Я как-то лучше стал понимать плачевное состояние петуха, внезапно оказавшегося перед толпой дам с не накрашенными когтями и, что бы уж совсем удостоверится в этом, заглянул в коробку. Клюв птицы был безвольно и как-то удивлённо раскрыт, шея плохо держала разбитую в кровь голову и она постоянно заваливалась на спину или набок. Крылья тряпками висели вдоль туловища. Ноги, видимо, были не в состоянии держать своего владельца и безвольно расползлись по дну картона. Галина заглянула в коробку через моё плечо и сказала: “Цыпа, цыпа… Бедняжка.”
У меня в голове щёлкнул выключатель и в сознании выплыло: “Куриный Цыпень… Эк тебя отметелили, — а вслух я произнёс. — Куда ты его повезёшь? У Алины твоей камень с души упал, что она наконец-то пристроила своего петуха, а ты ей его полуживого приволочёшь. Давай его хоть подлечим, что ли?” Потом, задним числом, я пожалел, что предложил такое, а Галя тут же набрала номер своей двоюродной сестры, которая проживала в ещё более, чем наша, сельской местности и начала у неё выспрашивать как лечат избитых петухов. Мне стало не интересно, поскольку я слышал только наводящие вопросы, а сами рецепты оставались для меня тайной, и ушёл смотреть телевизор.
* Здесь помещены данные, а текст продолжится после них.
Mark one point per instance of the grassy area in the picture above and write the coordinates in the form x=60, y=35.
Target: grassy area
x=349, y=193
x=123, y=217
Примерно через час Галина сказала мне, что я должен сходить на нашу поселковую железнодорожную платформу и забрать из первого вагона электрички коробку с лекарством для петуха. Дело в том, что Галина двоюродная сестра живёт минут на сорок дальше от Казани по железной дороге, чем мы. Сёстры регулярно пользовались этим обстоятельством, когда были не в состоянии немедленно приехать друг к другу, чтобы что-то такое передать почти родной сестрёнке через какого-нибудь пассажира или пассажирку из первого вагона электрички, которые снуют взад-вперёд между Казанью и её окрестностями.
Коробка с лекарством оказалась примерно такого же размера, как та, в которой Ирина привезла израненного петуха, и внутри неё что-то вошкалось, шумело и гремело картоном, когда мне эту тару подавал из дверей электрички суетливый мужик, которому двоюродная сестра поручила посылку для Гали. В коробке оказались три больших цыплёнка, почти уже достигших размеров взрослой курицы. Это и вправду оказалось лекарством: немного прочухавшийся от побоев петух яростно набросился с кулаками на эту троицу и ему сразу стало намного легче.
Забыв про свои раны, он вовсю старался наградить точно такими же побоями эту троицу. Спасло их только то, что их было трое, а петух один. И, конечно, нельзя скидывать со счетов тот факт, что наш Куриный Цыпень был далеко не в лучшей спортивной форме. К тому моменту, когда он эту форму себе вернул, вся эта четвёрка уже как-то более-менее притерпелась друг к другу: петух уже не стремился так маниакально убить эту троицу, а просто норовил долбануть клювом того или иного курёнка, который опрометчиво к нему приближался. Больше того, через месяц, когда эти подростки превратились в двух юных куриных прелестниц, Куриный Цыпень стал несказанно галантен и, обнаружив жемчуг в навозе, призывно квохтал, приглашая их на ужин.
Не пугайтесь, третьего курёнка он не угробил. Просто тот тоже оказался петухом, а двоюродную Галину сестру — опытного куровода с пожизненным стажем — он ввёл в заблуждение приплюснутым гребнем, который не развевался, как алый стяг над гордой и бестолковой головой, а лежал, словно аляповатый берет на макушке.
Сегодня у нас проживает куриное стадо в девяносто девять голов. Наш плодовитый Куриный Цыпень по прежнему верховодит. Раза три или четыре он с кулаками набрасывался на меня и пару раз пребольно клюнул в руку и в ногу. Я его просто тупо игнорировал, и он утратил к поединкам со мной всякий интерес. А Галину Михаиловну он терроризирует самым жестоким образом. Без метлы или лопаты в руках она не смеет заходить на его территорию. Думаю, он мстит ей за толпу кровожадных куриных вдов.